A Billion?

AN after-dinner company were discussing Federal finances when one of the group observed, ‘Well, just how much is a billion, anyhow ? ’

‘Why, a billion is a thousand millions,’someone replied. ‘Or, if you like it better, it is a thousand thousand thousands.’

None of us had ever seen a million of anything, much less a billion. Indeed, as we discussed the matter, it seemed doubtful if any of us had ever actually seen as much as a thousand of anything tangible.

To be sure, a number of us had driven a hundred thousand miles or more in the course of years, and we had all seen assemblages said to number fifty, sixty, even eighty thousand or more. But had we seen them as separate individuals, or merely as a mass of humanity?

The more we discussed the matter, the clearer it became that the sense of number, in its higher values, is soon lost. Our impression is one of mass instead of individuals, and as we approach the million mark our comprehension is little more than a mental abstraction.
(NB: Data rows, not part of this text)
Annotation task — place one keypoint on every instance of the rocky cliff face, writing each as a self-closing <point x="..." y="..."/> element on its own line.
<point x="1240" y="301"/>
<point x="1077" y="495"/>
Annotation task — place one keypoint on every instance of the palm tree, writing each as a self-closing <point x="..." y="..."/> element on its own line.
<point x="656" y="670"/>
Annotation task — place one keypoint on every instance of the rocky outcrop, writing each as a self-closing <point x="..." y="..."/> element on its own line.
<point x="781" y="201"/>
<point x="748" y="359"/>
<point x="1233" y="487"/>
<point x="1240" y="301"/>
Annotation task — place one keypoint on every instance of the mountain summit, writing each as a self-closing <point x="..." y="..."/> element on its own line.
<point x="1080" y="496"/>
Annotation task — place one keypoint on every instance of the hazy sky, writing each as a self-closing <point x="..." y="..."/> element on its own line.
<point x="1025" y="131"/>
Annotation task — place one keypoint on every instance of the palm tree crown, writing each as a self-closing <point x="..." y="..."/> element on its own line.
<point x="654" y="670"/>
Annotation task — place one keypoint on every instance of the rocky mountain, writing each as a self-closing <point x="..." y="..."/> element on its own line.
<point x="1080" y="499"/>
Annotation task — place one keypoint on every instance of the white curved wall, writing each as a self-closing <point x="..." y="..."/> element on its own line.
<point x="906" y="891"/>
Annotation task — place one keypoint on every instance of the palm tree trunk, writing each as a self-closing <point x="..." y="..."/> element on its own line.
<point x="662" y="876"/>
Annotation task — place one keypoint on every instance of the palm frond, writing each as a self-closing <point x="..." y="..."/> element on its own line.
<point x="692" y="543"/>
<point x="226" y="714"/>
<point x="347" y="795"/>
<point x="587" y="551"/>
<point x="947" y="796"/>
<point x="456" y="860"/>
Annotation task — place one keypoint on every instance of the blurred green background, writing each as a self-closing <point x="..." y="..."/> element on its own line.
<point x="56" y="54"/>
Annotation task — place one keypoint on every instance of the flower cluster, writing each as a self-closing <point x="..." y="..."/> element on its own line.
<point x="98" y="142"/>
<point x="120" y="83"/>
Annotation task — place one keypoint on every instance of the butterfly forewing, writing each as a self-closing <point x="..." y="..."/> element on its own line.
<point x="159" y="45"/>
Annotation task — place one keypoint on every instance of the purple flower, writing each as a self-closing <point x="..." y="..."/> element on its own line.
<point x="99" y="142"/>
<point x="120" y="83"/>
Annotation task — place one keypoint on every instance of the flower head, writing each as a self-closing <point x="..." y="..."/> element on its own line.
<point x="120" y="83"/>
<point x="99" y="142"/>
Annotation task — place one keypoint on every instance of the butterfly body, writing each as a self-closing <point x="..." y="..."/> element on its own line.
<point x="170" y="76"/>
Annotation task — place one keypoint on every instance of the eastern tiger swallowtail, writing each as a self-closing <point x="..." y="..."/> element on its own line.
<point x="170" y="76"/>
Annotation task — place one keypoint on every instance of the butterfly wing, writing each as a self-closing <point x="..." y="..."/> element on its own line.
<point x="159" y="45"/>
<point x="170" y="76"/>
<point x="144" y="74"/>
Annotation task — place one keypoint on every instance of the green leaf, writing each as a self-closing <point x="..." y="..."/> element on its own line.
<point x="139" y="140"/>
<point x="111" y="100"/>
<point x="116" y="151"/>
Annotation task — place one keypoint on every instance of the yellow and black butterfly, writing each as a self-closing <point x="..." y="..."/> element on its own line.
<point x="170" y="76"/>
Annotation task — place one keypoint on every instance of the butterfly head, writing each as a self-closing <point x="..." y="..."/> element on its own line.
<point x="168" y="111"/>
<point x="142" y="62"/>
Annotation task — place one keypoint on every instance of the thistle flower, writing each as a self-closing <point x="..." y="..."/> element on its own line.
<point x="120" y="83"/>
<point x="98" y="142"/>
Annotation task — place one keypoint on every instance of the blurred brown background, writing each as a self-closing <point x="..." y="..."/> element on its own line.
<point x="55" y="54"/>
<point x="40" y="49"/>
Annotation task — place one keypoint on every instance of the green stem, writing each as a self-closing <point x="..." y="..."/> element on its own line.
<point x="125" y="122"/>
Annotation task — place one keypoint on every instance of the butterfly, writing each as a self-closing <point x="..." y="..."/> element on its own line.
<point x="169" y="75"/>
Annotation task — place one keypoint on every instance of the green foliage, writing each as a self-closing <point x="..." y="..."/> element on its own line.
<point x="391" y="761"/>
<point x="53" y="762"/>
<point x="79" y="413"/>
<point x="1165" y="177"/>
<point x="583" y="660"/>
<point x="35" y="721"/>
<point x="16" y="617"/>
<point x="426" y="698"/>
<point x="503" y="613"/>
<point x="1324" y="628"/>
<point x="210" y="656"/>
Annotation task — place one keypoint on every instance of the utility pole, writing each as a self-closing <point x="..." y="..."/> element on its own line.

So it was that each of us took paper and pencil and set to work in an effort to express a billion in terms sufficiently familiar to give something like an adequate conception of its meaning as a measure of values. The results of our efforts in various directions were substantially as follows: —

It has been only a little over a billion minutes since Christ was born in Bethlehem.

If some man had spent a thousand dollars the day that Christ was born and every day thereafter as long as he lived, and if one of his descendants had continued to dispense funds at the same rate ever since, it would be some eight hundred years yet before a billion dollars would be spent — that is, around the year 2736.

Somebody announced that his calculations showed that it is only a little over a billion and a half inches around the world at the equator, and but slightly more than a billion and a quarter feet to the moon.

To change the picture, we found that a man whose pulse is around eighty to the minute will be almost twenty-four years old before his heartbeats amount to a billion.

It is a rapid speaker who can enunciate a hundred and fifty words to the minute. But if one could do that and hold out at the same rate for eight hours a day, month after month, indefinitely, it would take him almost thirty-eight years to deliver a billion words, with no time out for Sundays, holidays, or vacation.

A good ear of corn has about a thousand kernels. But it would require some twenty thousand bushels, or a matter of five hundred tons, of shelled corn to count out a billion kernels.

And if a man should set out to count the kernels in that twenty thousand bushels, and could maintain a rate of a hundred to the minute for eight hours a day, it would take him a matter of fifty-seven years to finish the job.

A forest with twenty-five mature trees to the acre is good lumbering. But to furnish a billion trees at the same rate would require an acreage equal to the combined area of New Hampshire, Vermont, Massachusetts, Connecticut, Rhode Island, New Jersey, Delaware, and most of Palestine.

A billion dollars is the total value to the farmer of the normal corn crop raised on an acreage equal to the combined area of Maine, New Hampshire, Vermont, Massachusetts, Connecticut, Rhode Island, Pennsylvania, and most of New York.

A billion dollars would pay the farmer for all the cows and hogs of the United States, or for all the horses and sheep on American farms. It is nearly twice the farm value of all the beef cattle and calves before the day of the Great Slaughter.

In dollar bills laid end to end, one billion would reach one million, one hundred and sixty-seven thousand miles. This is more than forty-six times around the earth, and enough to reach to the moon and back twice, with some two hundred thousand miles to spare.

Finally, the total Federal debt amounts to one dollar for every hen’s egg laid in the United States in one year, according to the reports of the United States Department of Agriculture.